EDIT: Die Tabelle nach dem Boot-Screen nennt das Laufwerk einfach nur ATAPI CD-Rom, etwas seltsam, aber wiegesagt unter Win geht es einwandfrei. Habe mit mount -t iso9660 mehrere /dev dinge versucht zu mounten, leider ohne Erfolg   :Crying or Very sad: 

----------

## amne

Ich hab keine Ahnung von SATA, aber du könntest mal unter Knoppix/LiveCD/etc nachsehen, welche Module geladen sind und wie die Devices heissen.

----------

## bx

Weder Gentoo 2004.2 universal, noch Knoppix booten einwandfrei. Beide stoppen ohne Fehler beim Mounten des CD-Rom Laufwerks...

Gibt es denn keine Möglichkeit herauszufinden ob das DVD Brennerchen nun verfügbar ist oder noch irgendwelche Zusatztreiber braucht?

----------

## PuckPoltergeist

Libata kann noch kein ATAPI, AFAIK.

----------

## bx

und libata benötige ich damit das laufwerk unter linux geht oder wie?

wenn ja wo bekomm ich davon eine cvs oder beta version her die atapi kann?

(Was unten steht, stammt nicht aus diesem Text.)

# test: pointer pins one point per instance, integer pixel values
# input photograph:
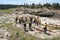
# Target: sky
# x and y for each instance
(28, 1)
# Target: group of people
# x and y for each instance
(30, 20)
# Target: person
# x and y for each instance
(25, 27)
(37, 21)
(30, 24)
(30, 27)
(16, 19)
(20, 20)
(45, 28)
(31, 19)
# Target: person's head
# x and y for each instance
(38, 17)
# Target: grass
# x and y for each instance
(7, 10)
(19, 34)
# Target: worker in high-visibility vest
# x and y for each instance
(16, 20)
(30, 24)
(45, 28)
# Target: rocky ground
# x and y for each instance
(10, 18)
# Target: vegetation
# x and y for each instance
(48, 5)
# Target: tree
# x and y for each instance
(56, 5)
(33, 5)
(47, 5)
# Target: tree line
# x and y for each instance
(47, 5)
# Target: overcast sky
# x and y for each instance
(28, 1)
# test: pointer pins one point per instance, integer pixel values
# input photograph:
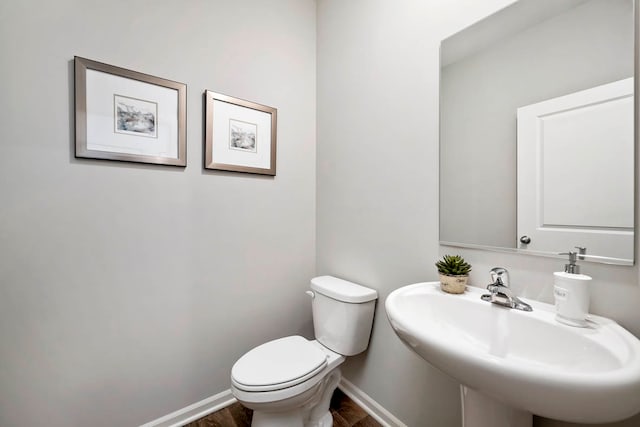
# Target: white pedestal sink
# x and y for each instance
(513, 363)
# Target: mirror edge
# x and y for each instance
(636, 135)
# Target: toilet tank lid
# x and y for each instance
(342, 290)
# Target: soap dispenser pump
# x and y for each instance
(571, 292)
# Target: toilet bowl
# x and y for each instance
(288, 382)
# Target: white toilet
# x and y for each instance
(289, 382)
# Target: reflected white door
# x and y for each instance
(562, 202)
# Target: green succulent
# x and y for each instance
(453, 265)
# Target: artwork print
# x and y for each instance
(242, 135)
(134, 116)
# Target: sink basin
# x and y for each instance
(524, 360)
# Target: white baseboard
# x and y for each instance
(221, 400)
(373, 408)
(193, 412)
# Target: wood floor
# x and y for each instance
(345, 414)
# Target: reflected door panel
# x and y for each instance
(575, 171)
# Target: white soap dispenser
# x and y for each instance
(571, 291)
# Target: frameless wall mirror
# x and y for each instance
(537, 130)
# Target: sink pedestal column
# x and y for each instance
(480, 410)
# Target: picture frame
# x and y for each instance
(240, 135)
(128, 116)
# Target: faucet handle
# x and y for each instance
(499, 276)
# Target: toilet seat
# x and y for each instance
(278, 364)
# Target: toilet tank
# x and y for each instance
(342, 314)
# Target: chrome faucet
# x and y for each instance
(500, 291)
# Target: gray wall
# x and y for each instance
(378, 189)
(127, 291)
(553, 58)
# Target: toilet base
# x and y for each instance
(314, 413)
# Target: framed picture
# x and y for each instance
(240, 135)
(129, 116)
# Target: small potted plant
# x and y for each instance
(454, 273)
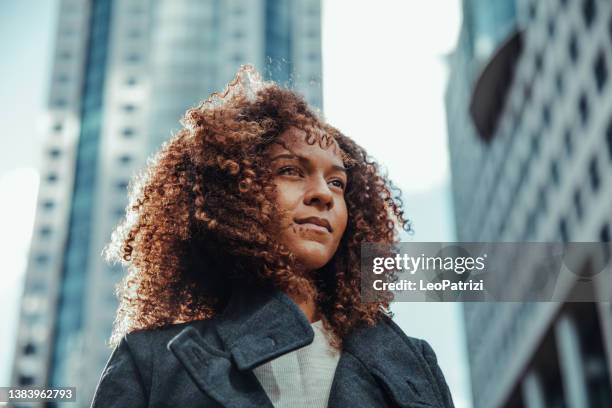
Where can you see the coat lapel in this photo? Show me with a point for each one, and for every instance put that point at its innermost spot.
(259, 325)
(255, 327)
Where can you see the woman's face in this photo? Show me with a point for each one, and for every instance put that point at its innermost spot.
(310, 184)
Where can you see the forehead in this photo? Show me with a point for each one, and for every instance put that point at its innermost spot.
(316, 143)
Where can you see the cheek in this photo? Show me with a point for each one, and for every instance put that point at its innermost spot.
(286, 198)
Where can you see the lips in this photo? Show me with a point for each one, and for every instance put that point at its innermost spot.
(322, 222)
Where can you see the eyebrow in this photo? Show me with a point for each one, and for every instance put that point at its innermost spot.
(304, 159)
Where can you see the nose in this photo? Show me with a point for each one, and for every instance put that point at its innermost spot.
(318, 193)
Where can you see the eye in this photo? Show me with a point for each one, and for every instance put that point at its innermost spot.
(339, 183)
(289, 170)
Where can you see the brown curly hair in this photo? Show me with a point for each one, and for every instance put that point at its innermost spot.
(201, 218)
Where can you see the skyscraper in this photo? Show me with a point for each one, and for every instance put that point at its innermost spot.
(123, 74)
(530, 135)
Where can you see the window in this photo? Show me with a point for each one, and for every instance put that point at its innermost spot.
(48, 205)
(578, 204)
(588, 12)
(604, 233)
(133, 57)
(62, 78)
(609, 139)
(600, 70)
(527, 92)
(567, 139)
(45, 231)
(541, 206)
(312, 56)
(535, 144)
(559, 82)
(594, 174)
(54, 153)
(59, 103)
(551, 27)
(65, 55)
(532, 11)
(133, 34)
(554, 172)
(538, 62)
(583, 108)
(41, 259)
(563, 230)
(29, 349)
(546, 115)
(122, 185)
(573, 47)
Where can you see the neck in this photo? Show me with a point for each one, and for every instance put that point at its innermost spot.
(308, 306)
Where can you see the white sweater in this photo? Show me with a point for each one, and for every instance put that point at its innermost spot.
(303, 377)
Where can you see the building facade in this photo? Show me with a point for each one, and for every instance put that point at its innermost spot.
(123, 74)
(529, 112)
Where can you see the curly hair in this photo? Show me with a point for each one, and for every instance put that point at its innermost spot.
(202, 217)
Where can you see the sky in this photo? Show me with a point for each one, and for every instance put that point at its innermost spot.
(384, 77)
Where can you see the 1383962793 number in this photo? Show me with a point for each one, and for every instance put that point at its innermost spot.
(37, 394)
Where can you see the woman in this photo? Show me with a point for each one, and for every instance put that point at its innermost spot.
(242, 243)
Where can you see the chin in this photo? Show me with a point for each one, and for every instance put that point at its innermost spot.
(313, 259)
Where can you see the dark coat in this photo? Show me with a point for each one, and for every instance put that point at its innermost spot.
(209, 363)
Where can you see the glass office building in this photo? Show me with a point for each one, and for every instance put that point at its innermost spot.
(123, 74)
(530, 125)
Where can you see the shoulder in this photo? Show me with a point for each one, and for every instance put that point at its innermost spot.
(150, 346)
(397, 359)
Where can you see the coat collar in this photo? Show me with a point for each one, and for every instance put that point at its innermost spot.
(256, 326)
(260, 325)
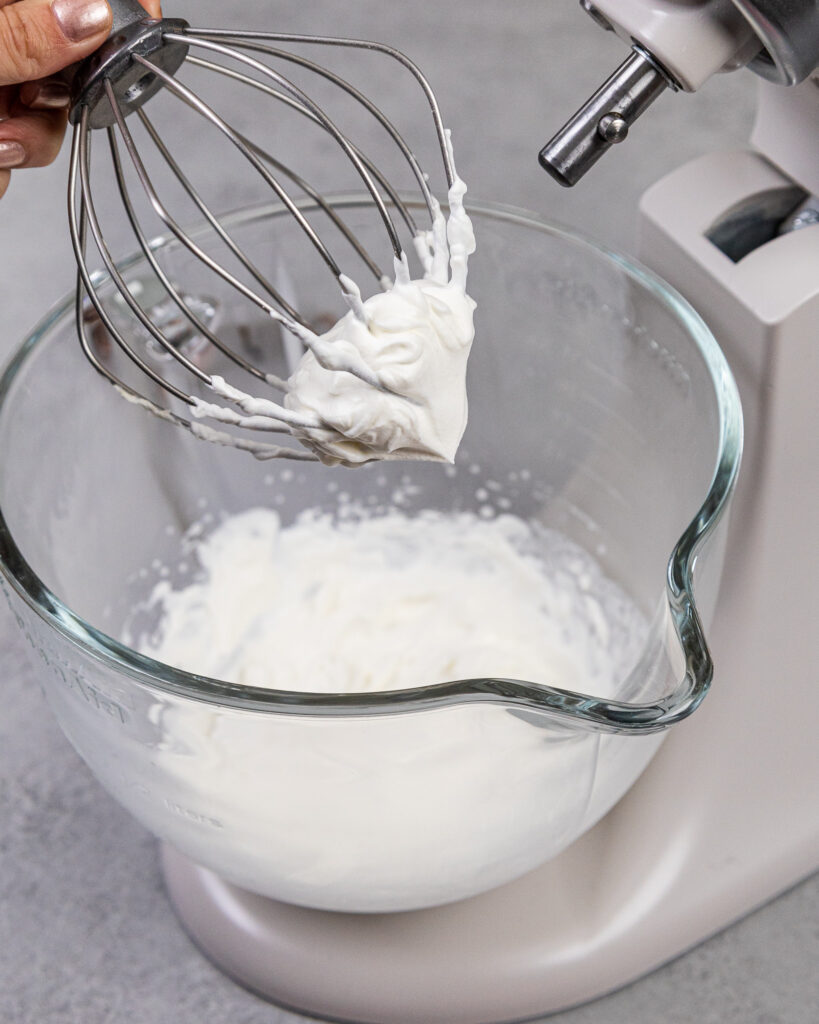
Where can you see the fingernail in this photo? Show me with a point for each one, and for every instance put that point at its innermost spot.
(11, 155)
(45, 95)
(81, 18)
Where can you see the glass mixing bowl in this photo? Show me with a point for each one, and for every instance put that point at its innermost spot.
(600, 406)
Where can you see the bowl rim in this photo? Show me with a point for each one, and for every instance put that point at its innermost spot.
(580, 710)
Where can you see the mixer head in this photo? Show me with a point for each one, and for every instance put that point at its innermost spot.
(142, 57)
(678, 45)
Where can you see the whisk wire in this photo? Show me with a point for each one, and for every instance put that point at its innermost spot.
(131, 73)
(277, 37)
(328, 124)
(213, 220)
(166, 283)
(283, 97)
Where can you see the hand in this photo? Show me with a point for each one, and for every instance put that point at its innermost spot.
(39, 38)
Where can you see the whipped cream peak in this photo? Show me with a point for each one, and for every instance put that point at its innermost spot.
(388, 380)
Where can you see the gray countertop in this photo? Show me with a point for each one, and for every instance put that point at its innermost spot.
(86, 933)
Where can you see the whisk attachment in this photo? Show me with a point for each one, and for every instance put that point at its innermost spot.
(143, 57)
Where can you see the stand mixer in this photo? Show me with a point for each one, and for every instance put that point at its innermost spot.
(726, 815)
(645, 909)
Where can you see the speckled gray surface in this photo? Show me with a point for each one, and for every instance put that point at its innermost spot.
(86, 934)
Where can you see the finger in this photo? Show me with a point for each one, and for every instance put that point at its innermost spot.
(32, 139)
(41, 37)
(47, 94)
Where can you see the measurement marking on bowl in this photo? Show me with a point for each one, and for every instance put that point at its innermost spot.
(69, 676)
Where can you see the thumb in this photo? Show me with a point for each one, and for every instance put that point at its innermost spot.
(41, 37)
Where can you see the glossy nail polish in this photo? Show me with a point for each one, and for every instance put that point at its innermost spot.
(11, 155)
(81, 18)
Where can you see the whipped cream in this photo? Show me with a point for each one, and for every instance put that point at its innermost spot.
(389, 812)
(388, 380)
(386, 603)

habe den aktuellen 2.6.9_rc3-r1-mm kernel probiert, geht damit auch nicht und der hätte sonst eh bei mir usb probleme verursacht.

----------

## PuckPoltergeist

Hab gerade nochmal den Auszug aus deinem dmesg-log überflogen, und ich glaube, dein Brenner wurde doch erkannt. So wie es aussieht, findest du den unter /dev/sg0.

----------

## bx

wie soll ich den dann dort ansprechen?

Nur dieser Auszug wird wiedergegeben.